2025 ASEE Annual Conference & Exposition

The long-term goal of our research is to provide students with hands-on learning experiences while reducing the costs compared to a full laboratory set up. Our Low-Cost Desktop Learning Modules (or LCDLMs) elevate student understanding by allowing them to visualize concepts related to theoretical knowledge whereas books only provide a 2D representation that can mask important effects and require the readers to imagine what the 3D process looks like. In addition, our protocol overlays collaborative interaction that allows students to reflect on each other’s thoughts so that a realistic workable consensus can be constructed that closely represents the real processes. LCDLMs have been found to improve motivation and attention, particularly for students who do not engage during traditional lectures, while providing direct and vicarious learning opportunities, encouraging information retention. The goal of this paper is to report progress on the latest LCDLM in development, the Classroom Glucose Spectroscopic Analyzer, the first LCDLM to feature a chemical reaction, as well as lay out the path to a final version to be used in classrooms.
The learning module features a glucose solution meant for analysis, a set of reagents to convert the solution from transparent to a red-violet color, the main physical body of the module which mixes the two together, and a holder students use with a cellphone camera to read the concentration of the sample. In the main module, chemicals stored in a set of reservoirs at the top are gravity fed through a transparent microfluidics mixing chamber, which leads to a colorimetric reaction where the color intensity is proportional to the glucose concentration, teaching students about laminar flow mixing by folding and reaction kinetics. Dissolved oxygen is the limiting reagent, which will demonstrate to students the relevance of stoichiometry in a closed system. The mixture then collects in a sample reservoir at the bottom. Green light passes through the red sample and into the lens of a smartphone camera to measure the intensity of transmitted light. This helps in demonstrating Beer’s law related to absorption of complimentary colors, in this case green light which allows the longer wavelength red-violet light to pass through the liquid sample. The more light that can pass through, the lower the glucose concentration. Students will need to measure a series of solutions with varied but known concentrations, construct a calibration curve, and then find an unknown solution concentration based on where an absorbance reading falls on the curve, modeling a routine wet lab test but without the need for expensive instrumentation. Measurement of kinetic parameters will be part of the module implementation as well. Mixing and reaction are being simulated using COMSOL modeling, and students will be asked to employ accompanying mathematical modeling.
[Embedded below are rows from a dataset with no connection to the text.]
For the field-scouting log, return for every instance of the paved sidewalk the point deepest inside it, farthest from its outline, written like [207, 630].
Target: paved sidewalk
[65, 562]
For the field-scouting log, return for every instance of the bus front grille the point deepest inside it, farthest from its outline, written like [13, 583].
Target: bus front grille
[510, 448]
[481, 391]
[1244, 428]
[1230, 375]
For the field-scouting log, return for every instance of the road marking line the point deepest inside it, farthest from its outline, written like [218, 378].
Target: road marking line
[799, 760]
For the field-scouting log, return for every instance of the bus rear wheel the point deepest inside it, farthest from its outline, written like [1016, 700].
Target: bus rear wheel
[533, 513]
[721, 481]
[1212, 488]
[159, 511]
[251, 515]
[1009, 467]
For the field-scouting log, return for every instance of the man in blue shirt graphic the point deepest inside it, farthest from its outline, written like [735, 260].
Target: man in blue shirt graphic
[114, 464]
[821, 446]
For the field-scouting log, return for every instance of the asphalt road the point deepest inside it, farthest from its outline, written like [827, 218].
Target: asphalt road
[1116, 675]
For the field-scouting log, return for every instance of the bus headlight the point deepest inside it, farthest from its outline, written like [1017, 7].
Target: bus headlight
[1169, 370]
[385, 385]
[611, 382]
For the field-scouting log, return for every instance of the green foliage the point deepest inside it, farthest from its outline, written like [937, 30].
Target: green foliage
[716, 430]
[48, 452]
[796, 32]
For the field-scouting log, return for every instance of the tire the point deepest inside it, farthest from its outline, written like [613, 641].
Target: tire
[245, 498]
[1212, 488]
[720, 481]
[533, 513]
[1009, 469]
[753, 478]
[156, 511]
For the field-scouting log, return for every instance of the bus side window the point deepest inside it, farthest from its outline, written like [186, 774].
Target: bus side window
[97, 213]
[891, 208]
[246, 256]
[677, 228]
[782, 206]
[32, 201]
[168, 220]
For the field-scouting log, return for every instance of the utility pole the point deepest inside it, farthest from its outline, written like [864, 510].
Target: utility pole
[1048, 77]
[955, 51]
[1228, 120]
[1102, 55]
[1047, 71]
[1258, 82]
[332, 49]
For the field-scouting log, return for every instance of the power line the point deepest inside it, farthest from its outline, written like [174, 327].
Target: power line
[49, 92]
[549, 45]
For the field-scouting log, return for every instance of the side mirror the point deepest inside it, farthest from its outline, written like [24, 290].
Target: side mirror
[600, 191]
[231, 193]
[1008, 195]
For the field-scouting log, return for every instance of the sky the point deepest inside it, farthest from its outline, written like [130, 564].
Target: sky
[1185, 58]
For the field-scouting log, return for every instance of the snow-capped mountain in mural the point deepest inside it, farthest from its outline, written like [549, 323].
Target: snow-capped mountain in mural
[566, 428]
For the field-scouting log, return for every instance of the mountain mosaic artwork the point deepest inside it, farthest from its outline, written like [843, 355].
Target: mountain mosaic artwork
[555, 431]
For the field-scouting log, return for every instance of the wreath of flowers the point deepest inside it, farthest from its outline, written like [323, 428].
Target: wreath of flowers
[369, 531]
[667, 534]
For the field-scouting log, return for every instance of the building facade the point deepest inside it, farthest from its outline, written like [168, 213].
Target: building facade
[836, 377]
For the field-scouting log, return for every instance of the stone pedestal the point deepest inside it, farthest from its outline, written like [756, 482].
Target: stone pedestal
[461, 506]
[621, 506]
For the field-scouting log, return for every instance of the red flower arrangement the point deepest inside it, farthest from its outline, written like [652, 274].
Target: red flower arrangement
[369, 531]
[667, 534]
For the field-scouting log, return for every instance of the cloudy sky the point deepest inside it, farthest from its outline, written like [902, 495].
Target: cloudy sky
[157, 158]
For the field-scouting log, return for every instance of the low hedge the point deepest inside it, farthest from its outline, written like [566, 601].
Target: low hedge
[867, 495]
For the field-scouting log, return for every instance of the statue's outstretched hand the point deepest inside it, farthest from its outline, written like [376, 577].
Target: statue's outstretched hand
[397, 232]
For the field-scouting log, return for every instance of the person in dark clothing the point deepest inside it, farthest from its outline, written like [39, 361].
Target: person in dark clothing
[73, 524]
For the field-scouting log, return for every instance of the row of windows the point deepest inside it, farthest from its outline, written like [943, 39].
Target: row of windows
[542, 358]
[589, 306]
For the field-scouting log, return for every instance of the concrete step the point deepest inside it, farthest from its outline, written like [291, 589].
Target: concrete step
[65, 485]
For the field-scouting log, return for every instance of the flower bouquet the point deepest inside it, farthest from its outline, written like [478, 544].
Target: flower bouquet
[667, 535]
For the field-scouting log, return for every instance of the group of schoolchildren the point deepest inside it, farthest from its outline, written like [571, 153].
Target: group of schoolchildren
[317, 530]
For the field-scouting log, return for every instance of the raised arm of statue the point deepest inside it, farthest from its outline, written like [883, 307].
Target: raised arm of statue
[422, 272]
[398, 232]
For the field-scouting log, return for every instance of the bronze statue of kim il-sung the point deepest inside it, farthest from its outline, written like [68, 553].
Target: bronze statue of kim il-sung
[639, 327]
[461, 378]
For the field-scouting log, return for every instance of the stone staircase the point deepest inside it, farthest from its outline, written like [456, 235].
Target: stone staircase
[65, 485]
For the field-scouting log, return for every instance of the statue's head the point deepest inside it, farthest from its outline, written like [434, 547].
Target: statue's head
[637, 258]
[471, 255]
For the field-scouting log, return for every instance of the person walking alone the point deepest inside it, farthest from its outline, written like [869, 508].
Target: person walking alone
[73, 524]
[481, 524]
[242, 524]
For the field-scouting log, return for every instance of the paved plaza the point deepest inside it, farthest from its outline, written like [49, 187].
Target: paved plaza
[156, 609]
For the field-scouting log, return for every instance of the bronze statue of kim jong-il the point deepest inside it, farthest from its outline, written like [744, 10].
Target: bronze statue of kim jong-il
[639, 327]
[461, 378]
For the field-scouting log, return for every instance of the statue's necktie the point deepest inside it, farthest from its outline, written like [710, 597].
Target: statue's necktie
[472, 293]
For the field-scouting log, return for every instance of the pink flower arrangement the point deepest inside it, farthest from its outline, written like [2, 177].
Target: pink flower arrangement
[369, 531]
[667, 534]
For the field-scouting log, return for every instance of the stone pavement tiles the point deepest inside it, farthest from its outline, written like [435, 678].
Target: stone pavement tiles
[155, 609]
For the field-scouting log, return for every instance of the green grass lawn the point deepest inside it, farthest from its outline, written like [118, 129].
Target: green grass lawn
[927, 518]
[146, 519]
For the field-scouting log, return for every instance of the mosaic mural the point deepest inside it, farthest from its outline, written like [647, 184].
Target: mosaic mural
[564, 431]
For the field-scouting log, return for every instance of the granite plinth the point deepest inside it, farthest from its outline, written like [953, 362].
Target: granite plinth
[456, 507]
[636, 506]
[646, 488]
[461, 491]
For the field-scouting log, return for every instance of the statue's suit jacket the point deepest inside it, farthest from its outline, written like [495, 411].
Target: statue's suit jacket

A 3D model for the main module was designed in SolidWorks and then a set of prototype modules was cut from acrylic with a laser cutter. Assembly of the main module is straightforward, as it consists of three acrylic panels, one with the channel cut into it for flow and mixing and one with holes drilled into for introduction of sample and reagent, and one as a final reaction and holding chamber for introduction of light from a source and transmittance of non-absorbed light to monitor chemical injections. The next steps include testing the new module by comparing a cellphone calibration curve to that of a UV reader, the assembly of a scaffold or stand with a backdrop for consistent spectroscopy readings and an appropriate light source, and the development of a procedure and homework questions that can be performed by students at undergraduate and graduate levels.